A saga de ser filho único envolve o desprendimento que, cedo ou tarde, deve acontecer. É como um flashback, um cortar o cordão umbilical pela segunda vez: há que se deixar ir para o mundo quem consideramos o mundo todo. Ao menos foi isso que ouvi da minha e de outras tantas mães. No meu caso, por mais que a mudança fosse para uma casa no bairro vizinho, pouco mais de um quilômetro ainda assim foi muita distância.
"Eu nunca mais te paguei nada", disse a minha mãe ao me entregar uma sacola com meio quilo de damasco seco. Quis dizer que eu não precisava, quis dizer que ainda tinha damasco em casa desde a última vez que ela também comprou... No fim, não disse. Fiquei quieto porque entendi que esse desprender-se envolve expressar o amor em pequenos gestos como este.
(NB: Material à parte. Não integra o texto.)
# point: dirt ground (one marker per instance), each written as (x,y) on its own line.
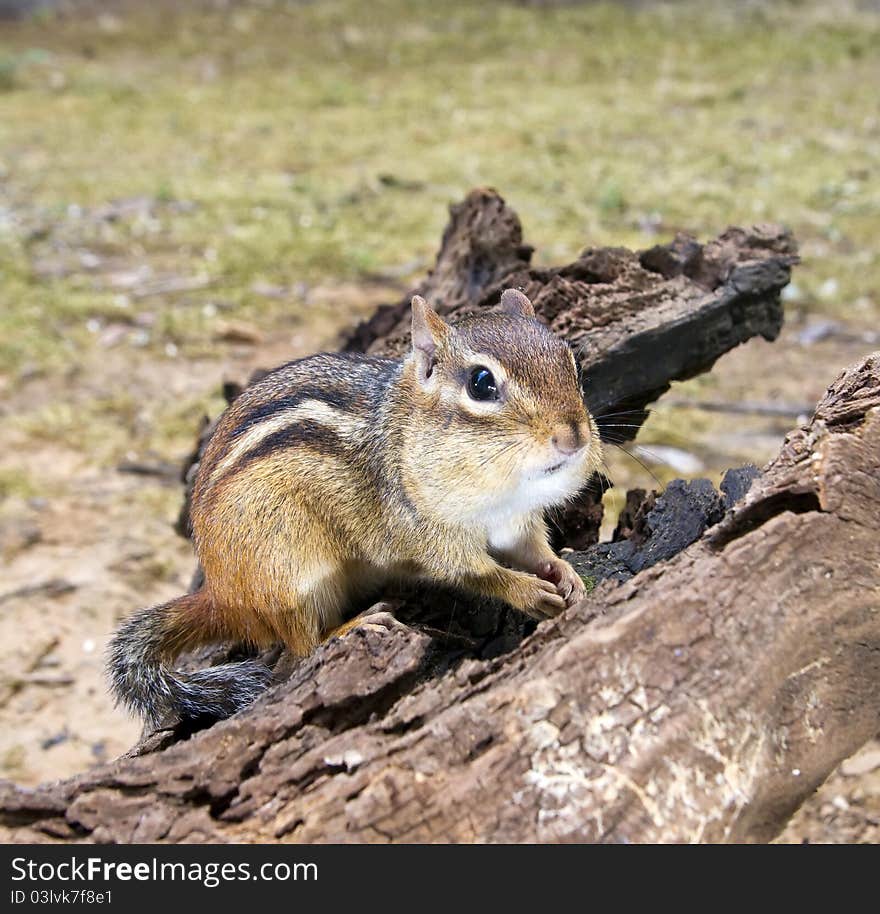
(167,222)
Não é sobre o cotonete, os sabonetes ou o damasco. É sobre ainda estar junto, do jeito que der.
Após essa reflexão, o embate perdeu o sentido para mim. Dizer que agora consigo comprar minhas coisas e que não preciso de nada do mercado é dispensável porque valorizo a sorte de ter quem faça pequenas atitudes assim. Em um mundo onde cada vez se comenta mais sobre a falta de carinho entre pais e filhos, qualquer menção de amor deve ser celebrada.
Tem uma frase daquele tal de autor desconhecido que fala sobre voos em liberdade. É mais ou menos assim: "Se você tem um pássaro e o mantém na gaiola, você não tem um pássaro. Mas se você deixa ele solto e todos os dias ele aparece na sua janela porque quer, esse pássaro, sim, é seu". E é isso que todo pai e mãe de um só filho deve fazer. Eu atesto, assino embaixo e garanto — seja aparecendo para um almoço de domingo, seja tomando um café juntos no meio da semana. Você sabe que eu sempre volto, mãe. Mesmo que seja pra buscar mais caixinhas de cotonete.